For HashingVectorizer, the scaling is reasonably good up to 8-16 CPU cores, after that we seem to reach the strong scaling limit, at least for this dataset. The maximum speed-up obtained is x5 of the scalar version. For n_jobs=1 we fall back to the non parallelized version,

# vectorizing 19924 documents:
     HashingVectorizer (scikit-learn): 4.75s [19.2 MB/s], shape=(19924, 1048576), nnz=4177915
     HashingVectorizer (vtext, n_jobs=1): 1.16s [78.2 MB/s], shape=(19924, 1048576), nnz=3961670
     HashingVectorizer (vtext, n_jobs=2): 0.66s [137.4 MB/s], shape=(19924, 1048576), nnz=3961670
     HashingVectorizer (vtext, n_jobs=4): 0.40s [227.0 MB/s], shape=(19924, 1048576), nnz=3961670
     HashingVectorizer (vtext, n_jobs=8): 0.27s [340.0 MB/s], shape=(19924, 1048576), nnz=3961670
     HashingVectorizer (vtext, n_jobs=16): 0.23s [400.7 MB/s], shape=(19924, 1048576), nnz=3961670
     HashingVectorizer (vtext, n_jobs=32): 0.23s [394.6 MB/s], shape=(19924, 1048576), nnz=3961670

tested on EC2 c4.8xlarge with 36 CPU cores, and loading files from a tmpfs to avoid disk IO limitations.
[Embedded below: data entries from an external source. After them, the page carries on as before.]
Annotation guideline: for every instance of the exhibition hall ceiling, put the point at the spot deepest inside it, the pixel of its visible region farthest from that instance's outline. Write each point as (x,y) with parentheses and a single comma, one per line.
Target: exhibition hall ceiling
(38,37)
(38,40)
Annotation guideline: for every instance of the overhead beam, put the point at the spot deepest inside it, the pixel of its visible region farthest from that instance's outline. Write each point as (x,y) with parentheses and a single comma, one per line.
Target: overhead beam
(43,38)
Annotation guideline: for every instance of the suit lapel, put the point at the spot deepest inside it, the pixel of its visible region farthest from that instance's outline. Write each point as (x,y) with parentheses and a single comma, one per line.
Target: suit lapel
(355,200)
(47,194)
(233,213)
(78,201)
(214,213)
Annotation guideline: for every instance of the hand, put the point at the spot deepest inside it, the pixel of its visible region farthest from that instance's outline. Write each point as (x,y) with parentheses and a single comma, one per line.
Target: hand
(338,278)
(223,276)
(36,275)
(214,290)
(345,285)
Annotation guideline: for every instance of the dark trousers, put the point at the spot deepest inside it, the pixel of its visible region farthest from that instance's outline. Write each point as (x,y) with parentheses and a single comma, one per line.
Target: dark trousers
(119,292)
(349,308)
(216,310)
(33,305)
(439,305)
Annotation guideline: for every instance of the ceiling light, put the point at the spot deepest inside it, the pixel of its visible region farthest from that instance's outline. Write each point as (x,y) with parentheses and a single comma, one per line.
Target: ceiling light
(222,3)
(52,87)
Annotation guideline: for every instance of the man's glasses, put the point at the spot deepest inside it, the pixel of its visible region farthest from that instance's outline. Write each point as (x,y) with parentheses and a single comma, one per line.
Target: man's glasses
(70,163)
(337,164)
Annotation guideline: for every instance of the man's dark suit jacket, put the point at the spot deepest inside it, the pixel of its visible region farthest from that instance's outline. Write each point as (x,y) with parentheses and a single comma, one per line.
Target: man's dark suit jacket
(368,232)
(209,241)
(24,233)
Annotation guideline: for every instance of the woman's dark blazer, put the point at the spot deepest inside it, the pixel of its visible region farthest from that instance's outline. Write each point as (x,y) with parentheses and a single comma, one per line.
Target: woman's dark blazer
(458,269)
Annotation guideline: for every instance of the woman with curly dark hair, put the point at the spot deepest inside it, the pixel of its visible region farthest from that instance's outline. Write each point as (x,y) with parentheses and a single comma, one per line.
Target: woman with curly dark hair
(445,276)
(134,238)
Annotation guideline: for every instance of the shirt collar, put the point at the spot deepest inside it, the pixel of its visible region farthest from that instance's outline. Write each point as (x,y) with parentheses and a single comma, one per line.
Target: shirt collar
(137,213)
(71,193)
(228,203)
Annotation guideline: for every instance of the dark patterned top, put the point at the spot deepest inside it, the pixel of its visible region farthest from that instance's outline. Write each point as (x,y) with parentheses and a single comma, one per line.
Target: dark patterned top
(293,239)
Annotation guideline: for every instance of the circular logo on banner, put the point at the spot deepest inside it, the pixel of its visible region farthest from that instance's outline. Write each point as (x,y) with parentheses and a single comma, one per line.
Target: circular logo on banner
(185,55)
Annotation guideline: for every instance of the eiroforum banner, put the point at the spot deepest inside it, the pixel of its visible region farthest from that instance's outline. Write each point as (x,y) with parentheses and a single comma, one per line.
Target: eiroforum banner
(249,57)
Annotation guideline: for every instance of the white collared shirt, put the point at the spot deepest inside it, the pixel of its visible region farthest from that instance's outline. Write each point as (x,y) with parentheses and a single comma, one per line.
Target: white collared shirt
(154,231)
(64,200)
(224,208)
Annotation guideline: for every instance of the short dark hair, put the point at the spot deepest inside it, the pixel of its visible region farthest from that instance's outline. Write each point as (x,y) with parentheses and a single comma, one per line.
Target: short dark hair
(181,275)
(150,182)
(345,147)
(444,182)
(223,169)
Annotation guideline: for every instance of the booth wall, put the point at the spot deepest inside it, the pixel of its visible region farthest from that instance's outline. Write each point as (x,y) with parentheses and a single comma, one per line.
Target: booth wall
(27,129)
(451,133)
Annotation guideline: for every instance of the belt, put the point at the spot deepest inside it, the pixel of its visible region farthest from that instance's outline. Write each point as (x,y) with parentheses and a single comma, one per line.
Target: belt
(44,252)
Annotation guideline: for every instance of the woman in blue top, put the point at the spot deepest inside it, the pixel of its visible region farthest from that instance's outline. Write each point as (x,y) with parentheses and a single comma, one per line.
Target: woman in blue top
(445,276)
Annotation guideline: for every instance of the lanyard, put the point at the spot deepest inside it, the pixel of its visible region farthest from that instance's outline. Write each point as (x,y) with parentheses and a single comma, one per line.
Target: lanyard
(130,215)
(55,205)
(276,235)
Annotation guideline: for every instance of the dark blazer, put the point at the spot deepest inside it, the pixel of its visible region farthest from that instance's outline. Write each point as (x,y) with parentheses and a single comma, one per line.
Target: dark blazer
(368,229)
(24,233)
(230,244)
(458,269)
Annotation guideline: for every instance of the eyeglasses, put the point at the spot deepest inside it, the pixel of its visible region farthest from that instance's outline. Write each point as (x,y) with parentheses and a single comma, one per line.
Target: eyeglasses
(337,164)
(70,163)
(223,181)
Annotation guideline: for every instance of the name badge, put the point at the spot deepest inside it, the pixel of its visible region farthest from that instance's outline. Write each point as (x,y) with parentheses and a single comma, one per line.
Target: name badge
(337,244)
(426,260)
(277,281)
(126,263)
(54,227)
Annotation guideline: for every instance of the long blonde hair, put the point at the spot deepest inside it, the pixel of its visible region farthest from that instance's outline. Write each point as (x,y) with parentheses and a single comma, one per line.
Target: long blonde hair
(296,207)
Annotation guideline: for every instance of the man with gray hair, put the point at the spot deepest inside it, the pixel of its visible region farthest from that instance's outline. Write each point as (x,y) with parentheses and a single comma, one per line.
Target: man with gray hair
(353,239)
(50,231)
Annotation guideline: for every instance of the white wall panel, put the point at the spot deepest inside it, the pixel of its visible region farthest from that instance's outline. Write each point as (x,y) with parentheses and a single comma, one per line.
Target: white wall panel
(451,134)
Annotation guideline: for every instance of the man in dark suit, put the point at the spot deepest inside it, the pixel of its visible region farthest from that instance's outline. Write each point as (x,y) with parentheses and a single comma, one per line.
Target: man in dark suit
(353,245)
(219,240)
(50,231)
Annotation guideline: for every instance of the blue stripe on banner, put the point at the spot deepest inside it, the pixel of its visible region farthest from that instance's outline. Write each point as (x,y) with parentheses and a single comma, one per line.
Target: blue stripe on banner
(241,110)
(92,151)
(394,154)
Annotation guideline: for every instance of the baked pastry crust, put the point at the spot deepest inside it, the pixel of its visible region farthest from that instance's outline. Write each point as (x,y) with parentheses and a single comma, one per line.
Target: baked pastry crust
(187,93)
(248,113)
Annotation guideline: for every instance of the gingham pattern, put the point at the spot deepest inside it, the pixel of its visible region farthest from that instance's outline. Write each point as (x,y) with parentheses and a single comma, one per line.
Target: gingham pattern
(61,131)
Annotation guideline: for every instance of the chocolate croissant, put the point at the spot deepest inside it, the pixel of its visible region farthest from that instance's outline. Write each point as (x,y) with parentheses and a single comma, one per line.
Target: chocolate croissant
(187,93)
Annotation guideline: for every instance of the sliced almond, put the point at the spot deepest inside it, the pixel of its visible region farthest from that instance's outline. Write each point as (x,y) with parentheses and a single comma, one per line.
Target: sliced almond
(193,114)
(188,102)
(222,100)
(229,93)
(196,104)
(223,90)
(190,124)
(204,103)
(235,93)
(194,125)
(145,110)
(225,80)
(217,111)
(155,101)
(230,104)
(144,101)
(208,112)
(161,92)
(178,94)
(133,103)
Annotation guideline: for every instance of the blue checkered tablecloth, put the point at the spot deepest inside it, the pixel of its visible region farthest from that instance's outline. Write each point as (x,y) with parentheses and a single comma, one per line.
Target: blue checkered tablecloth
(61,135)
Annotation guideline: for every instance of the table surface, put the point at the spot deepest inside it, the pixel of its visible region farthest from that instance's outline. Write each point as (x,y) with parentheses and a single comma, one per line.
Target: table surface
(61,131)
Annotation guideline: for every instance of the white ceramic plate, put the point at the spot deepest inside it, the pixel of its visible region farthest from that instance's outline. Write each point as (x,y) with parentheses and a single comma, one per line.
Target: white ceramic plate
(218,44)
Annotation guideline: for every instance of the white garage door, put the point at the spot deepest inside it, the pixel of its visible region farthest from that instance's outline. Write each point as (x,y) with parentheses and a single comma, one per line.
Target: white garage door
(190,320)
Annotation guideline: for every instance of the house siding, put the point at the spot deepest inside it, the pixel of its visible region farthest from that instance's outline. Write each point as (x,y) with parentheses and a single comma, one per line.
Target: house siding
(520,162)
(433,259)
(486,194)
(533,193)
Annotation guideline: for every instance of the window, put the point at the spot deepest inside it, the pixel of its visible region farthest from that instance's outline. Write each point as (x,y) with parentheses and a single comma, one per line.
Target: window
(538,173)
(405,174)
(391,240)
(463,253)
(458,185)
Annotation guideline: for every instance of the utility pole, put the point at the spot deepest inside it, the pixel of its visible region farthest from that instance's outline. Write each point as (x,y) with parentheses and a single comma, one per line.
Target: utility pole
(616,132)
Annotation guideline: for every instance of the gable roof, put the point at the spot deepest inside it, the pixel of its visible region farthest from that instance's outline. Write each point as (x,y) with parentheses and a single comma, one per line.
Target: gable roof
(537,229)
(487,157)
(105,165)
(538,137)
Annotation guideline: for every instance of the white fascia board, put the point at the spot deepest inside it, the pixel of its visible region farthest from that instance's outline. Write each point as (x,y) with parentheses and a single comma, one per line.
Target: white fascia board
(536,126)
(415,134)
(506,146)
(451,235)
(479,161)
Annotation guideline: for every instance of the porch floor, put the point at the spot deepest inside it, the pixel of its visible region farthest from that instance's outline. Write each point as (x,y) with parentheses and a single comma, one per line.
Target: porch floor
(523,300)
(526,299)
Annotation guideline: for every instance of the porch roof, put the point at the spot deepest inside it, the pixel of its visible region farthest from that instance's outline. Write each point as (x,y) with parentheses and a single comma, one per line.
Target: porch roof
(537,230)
The only limitation is that currently n_jobs>1 uses all available CPU cores instead of the desired number. It could be adjusted at start time with RAYON_NUM_THREADS env variable. Fixing this would require using a local rayon thread pool instead of the global one. I have not found out how to do that with the current pipeline definition yet.